I am in Sicily with the journalist Paweł Smoleński, staying with a friend who runs a hotel. Through the window is the sea. A bay spreads out its arms towards Greece. The phantom of a faraway ship is dotted with kayaks and yachts in the foreground.
“This was where the first Greeks landed in 8 BC,” says Caterina.
Paweł and I stand with our backs to the water to look at what the newcomers saw: a smoking volcano and hills like dromedaries marching down to waterholes…
Information about the Greeks and many others could have remained as lifeless fodder in the tourist brochures, but somehow it didn’t. Not because we are training our imaginations and striving to make sense of phenomena that may have no intrinsic meaning. Perhaps they are merely mobile, static or eye-catching. What we saw left us feeling moved for different reasons, of which there are several at least.
First, we met a priest who provides pastoral care for outcasts in Catania. No, he had not made a point of serving on the margins of the ‘respectable’ world. Almost half a century ago, he was assigned to one of the Earth’s innumerable margins. He looked around, saw that it was populated by male, female and multi-gender prostitutes, sat in the confessional, heard the sobbing, and decided it was his mission to listen to their weeping and ask if there was anything he could do. The priest was probably subconsciously recalling the words of St. Paul: “There is neither Jew nor Greek, there is neither bond nor free, there is neither male nor female, for ye are all one […].” Or perhaps he didn’t need them, and an image of a world of equal people, regardless of inequalities, seemed as natural to him as it does to us all, way back in primary school, before we are pricked by the sting of prejudice.
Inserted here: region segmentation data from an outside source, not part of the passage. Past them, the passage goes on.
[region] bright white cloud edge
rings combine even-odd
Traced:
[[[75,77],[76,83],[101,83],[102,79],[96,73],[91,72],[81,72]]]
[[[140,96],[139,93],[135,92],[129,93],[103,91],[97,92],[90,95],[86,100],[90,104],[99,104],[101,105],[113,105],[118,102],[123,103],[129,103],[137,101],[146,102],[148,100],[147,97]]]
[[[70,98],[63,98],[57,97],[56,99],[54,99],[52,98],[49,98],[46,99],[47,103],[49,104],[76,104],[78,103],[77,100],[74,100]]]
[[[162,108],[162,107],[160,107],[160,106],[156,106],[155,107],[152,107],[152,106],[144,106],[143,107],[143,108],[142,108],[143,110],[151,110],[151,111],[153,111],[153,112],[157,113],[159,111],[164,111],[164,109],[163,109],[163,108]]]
Second, we came across a black lad from Mali at Caterina’s hotel. After being falsely accused of a crime, he had run away from home and spent months walking and hitching his way to Libya. He toiled for free and was beaten up. He made it to Lampedusa below decks on a boat, then on to the immigrant community in Italy. He was at Caterina’s hotel on a kind of work placement but, according to European law, would have lost his Italian state welfare when he turned 18, so Caterina offered him a permanent job. I’m not sure if it was because she had read St. Paul or Homer. It was probably a sentimental reflex. Her empathic imagination had allowed her to picture the life of a good boy with a terrible fate and black skin in a world without rules; in a country where the Northern League is triumphant.
On Earth and in the heavens, many signs suggest that we should return to a lost point in the past where everyone meets today: Greeks and Jews; Jesus and Antigone. A point that accumulates the tales of travellers, irrespective of where they come from or where they are going. Scenes of people who have been scattered all over the world meeting each other; people who knew nothing about one another or themselves until they met.
Paweł and I sit in a seaside bar beneath the cliffs – the solidified sediment that the Cyclops hurled at the fleeing Odysseus. When Polyphemus asked the King of Ithaca his name, he replied: “No man.” Thus, when Odysseus had plunged a burning stake into his one eye, the Cyclops cried out for help, truthfully shouting that no man had blinded him. “How well I can relate to the Cyclops,” reads a verse by the contemporary Polish poet Krzysztof Karasek. How well all of us can relate to him, for we are in pain but know not why. Life itself, of whose nature we are unaware; we who are unable to explain the roots of our own suffering.
We stare out of the windows of the Hotel Palladio in Naxos, thinking that stepping off a boat onto a jetty never altered the identity of Jesus the fisherman or Odysseus the adventurer. Everybody travels. Everyone has their own tale to tell. We are most fortunate that the Mediterranean Sea, a place which for many has become a graveyard, can act as a lens of humanity, reflecting its fate, struggles, suffering and liberation.
Those deciding today whom to admit and whom to turn away are those who once sought a home, or will do so, sometimes successfully, but always with great losses. Pressured by my own lack of indifference, I would like to say that – let’s agree – time does not exist. Every present-day person is also a primeval person. Every historical period is archaic and eternal time. Every ancient person is a person of the future. And we shall all meet at the hour of myths; the Mediterranean hour of sisterhood and brotherhood. Or that of indifference, evil and the inability to comprehend that, for all of us, any pain hurts just the same.
For years, we’ve been telling the world that our heritage traces back to the Mediterranean, not the post-Yalta European order. So, where is it now?